Tours of eating local specialties on a double-decker bus while enjoying the changing scenery of rural villages are recently proving so popular that sometimes it is difficult to get reservations.
The bus comes with a kitchen on the first floor and tables and seats for 25 people on the second floor. The roof will be opened, or covered with a transparent fabric on rainy days, to make it easy for people to see the outside view.
A tour which includes visits to a Japanese sake brewery and a strawberry farm in the city of Niigata drives 60 kilometers in three and a half hours. While participants enjoy visiting a brewery and picking strawberries, Motoshige Shimbo, a 32-year-old chef who has trained in Italy, makes dishes using local ingredients and serves them on the bus.

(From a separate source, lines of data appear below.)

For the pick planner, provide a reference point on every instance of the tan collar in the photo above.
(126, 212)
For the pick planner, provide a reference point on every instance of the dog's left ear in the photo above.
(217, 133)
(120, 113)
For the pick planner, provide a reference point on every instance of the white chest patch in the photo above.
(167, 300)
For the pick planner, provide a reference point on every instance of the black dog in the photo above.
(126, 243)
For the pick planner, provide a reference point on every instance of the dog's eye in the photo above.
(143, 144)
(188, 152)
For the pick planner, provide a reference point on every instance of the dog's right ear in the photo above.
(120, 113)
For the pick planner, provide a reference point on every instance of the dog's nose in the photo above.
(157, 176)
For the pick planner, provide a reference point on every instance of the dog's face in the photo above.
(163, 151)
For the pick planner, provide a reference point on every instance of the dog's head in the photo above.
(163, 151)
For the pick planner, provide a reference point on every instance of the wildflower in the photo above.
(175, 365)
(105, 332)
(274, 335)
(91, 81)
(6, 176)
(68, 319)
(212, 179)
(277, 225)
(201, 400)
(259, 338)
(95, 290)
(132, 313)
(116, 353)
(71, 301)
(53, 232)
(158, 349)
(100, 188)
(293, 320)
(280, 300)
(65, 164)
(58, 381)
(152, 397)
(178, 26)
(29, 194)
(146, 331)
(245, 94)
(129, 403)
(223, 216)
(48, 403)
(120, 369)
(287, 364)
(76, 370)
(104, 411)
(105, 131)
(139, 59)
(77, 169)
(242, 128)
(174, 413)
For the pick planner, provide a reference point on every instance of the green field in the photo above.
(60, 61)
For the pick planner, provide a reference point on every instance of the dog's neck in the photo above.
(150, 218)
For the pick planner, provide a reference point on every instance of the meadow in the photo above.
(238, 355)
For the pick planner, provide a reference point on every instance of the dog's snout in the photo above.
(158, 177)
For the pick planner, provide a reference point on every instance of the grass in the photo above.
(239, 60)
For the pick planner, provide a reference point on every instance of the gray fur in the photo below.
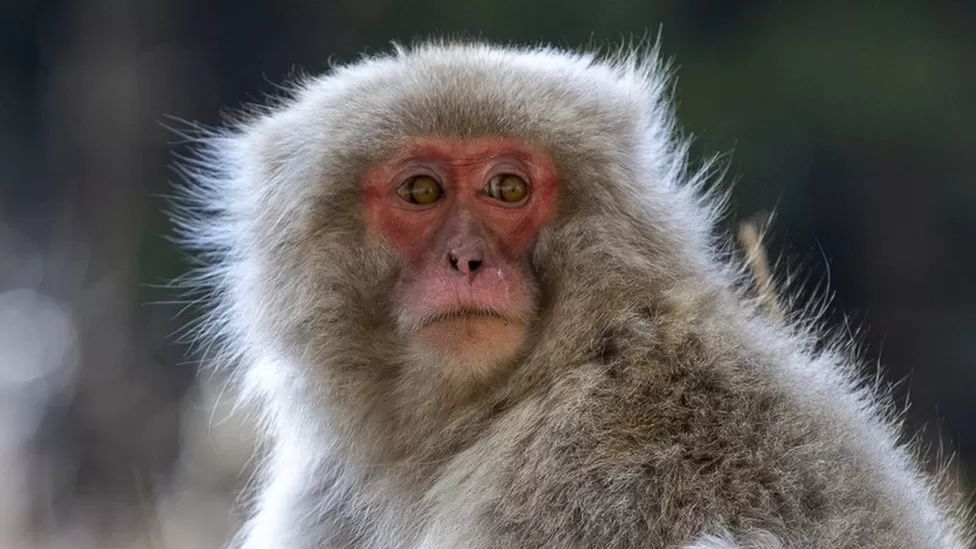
(655, 405)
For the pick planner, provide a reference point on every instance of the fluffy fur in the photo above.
(654, 405)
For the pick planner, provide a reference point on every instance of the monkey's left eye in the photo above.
(507, 188)
(422, 189)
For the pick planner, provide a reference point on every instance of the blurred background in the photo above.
(854, 121)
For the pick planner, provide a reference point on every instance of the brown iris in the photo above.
(507, 188)
(422, 189)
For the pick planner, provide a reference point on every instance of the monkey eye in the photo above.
(507, 188)
(422, 189)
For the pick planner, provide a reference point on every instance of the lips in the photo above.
(465, 313)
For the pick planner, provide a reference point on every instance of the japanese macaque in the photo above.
(480, 302)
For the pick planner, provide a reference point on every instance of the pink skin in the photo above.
(465, 251)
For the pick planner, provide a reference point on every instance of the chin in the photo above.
(470, 349)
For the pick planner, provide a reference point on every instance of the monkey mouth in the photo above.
(463, 313)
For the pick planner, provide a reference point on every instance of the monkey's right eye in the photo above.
(422, 189)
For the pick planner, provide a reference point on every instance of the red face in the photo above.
(462, 213)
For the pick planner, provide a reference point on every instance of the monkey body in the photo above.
(612, 387)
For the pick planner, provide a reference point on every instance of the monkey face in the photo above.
(462, 214)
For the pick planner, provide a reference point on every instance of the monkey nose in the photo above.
(465, 262)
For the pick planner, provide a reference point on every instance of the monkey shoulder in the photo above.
(660, 439)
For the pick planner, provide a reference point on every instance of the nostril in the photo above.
(462, 264)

The menu features six dishes, including a terrine of Sado Island black pork, a risotto made with organic rice and cage-free eggs and Yukiguni tea brewed using native tea leaves grown in the city of Murakami, Niigata.
The tour costs 15,120 yen per person. “It was great visiting the producers (of local specialties) and tasting the dishes while looking
at the countryside landscape,” said Hideko Akiyama, 56, of Hayama, Kanagawa Prefecture, who participated in the tour.
Bus tour company Willer Travel Inc. started the tours in April last year with the aim of letting foreign tourists explore Japan’s local cultures and cuisine. The company provided tours in Tokyo and Okinawa Prefecture in the past, and currently offers tours in Niigata and Kumamoto prefectures.
Four types of tours in Niigata, planned by Niigata Visitors & Convention Bureau, are available on Wednesdays and weekends through the end of June.